En 2021 y 2022 se ha producido un éxodo inédito. En enero y noviembre de 2022, la Oficina de Aduanas y Protección Fronteriza de los Estados Unidos (CBP, por sus siglas en inglés) reportó 181 566 “encuentros” o detenciones de migrantes nicaragüenses en las fronteras estadounidenses. En Costa Rica, entre enero y noviembre de 2022, las autoridades migratorias cuentan 76 676 solicitudes de refugio de nicaragüenses. Sumando estas cifras preliminares de los dos principales destinos de la migración nica, suman 258 000 las personas que salieron del país.

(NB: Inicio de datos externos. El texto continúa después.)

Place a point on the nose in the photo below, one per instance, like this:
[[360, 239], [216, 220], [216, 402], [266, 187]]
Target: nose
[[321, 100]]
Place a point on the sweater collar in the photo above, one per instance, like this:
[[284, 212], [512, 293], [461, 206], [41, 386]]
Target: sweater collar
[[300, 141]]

Es, sin embargo, un total que no termina de reflejar la magnitud del fenómeno. Manuel Orozco, especialista en temas migratorios e investigador de Diálogo Interamericano, ofrece una cifra mayor: 328 443 nicaragüenses obligados a salir de su patria en 2022, incluyendo a quienes salieron hacia otros destinos.

Se trata, además, de una cifra que supera los 161 269 nicas que salieron en 2021, que también había marcado un récord en el éxodo nicaragüense.

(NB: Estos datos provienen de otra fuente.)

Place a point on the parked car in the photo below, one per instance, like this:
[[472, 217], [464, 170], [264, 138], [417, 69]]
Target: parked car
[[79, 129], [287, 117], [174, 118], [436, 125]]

Así, entre 2018 y 2022, de Nicaragua han partido 604 485 nicaragüenses: unos 100 000, entre 2018 y 2019; 14 773 en 2020 -año de la pandemia en que la mayoría de países cerró sus fronteras-; 161 269, en 2021; y 328 443 en 2022.

“La verdad es que la gente sale, y se han incrementado las salidas, y esa es una de las primeras señales en derechos humanos de que las cosas no van bien”, dijo Alberto Brunori, representante de la Oficina Regional para América Central del Alto Comisionado de Naciones Unidas para los Derechos Humanos (Oacnudh), en el programa Esta Noche, refiriéndose a la crisis que atraviesa Nicaragua y su prolongamiento por casi cinco años, la cual, además, catalogó de “insostenible”.

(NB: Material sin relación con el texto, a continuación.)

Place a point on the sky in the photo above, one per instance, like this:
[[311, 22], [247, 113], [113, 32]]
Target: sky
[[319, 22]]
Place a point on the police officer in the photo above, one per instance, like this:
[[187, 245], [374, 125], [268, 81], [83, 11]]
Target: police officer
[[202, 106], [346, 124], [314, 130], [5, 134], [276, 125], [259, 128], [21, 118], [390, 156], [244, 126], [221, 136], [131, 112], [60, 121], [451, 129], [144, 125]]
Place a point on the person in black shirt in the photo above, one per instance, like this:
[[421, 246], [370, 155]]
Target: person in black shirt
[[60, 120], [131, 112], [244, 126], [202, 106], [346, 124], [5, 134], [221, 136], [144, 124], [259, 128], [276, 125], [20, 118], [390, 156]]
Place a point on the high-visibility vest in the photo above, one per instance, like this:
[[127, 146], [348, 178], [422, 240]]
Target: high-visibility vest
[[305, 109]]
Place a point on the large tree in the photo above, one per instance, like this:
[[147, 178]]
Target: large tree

Emigrar a pesar de los peligros

El 2022 estuvo marcado por una agenda noticiosa repleta de tragedias de los migrantes nicaragüenses en su travesía para llegar a Estados Unidos, el principal destino de este nuevo éxodo. En noviembre pasado, la CBP reportó 34 292 detenciones de nicas, es decir el 12% del total de detenciones de migrantes de distintas nacionalidades y, en promedio, más de mil por día. Ese número rompe, además, un nuevo récord entre las cifras mensuales de nicaragüenses que han arribado de forma irregular a EE. UU. en los últimos años. 

A ese país han llegado nicaragüenses perseguidos por el régimen de Daniel Ortega, quienes salieron presionados por la cada vez más difícil situación económica, y funcionarios y militantes sandinistas que desertaron de las filas del FSLN ante las presiones y conflictos internos.

Entre las noticias más recurrentes estuvieron los ahogamientos de quienes intentaban cruzar el Río Bravo para llegar a suelo estadounidense, los casos de personas fallecidas dentro de contenedores por asfixiamiento, los secuestros, asesinatos, las desapariciones y accidentes en México.

Según un monitoreo de CONFIDENCIAL, hasta el 16 de diciembre se contabilizaron al menos 51 migrantes nicaragüenses fallecidos en su intento por llegar a Estados Unidos en 2022. Más de la mitad murieron por ahogamiento en el Río Bravo y una cuarta parte en accidentes de tránsito.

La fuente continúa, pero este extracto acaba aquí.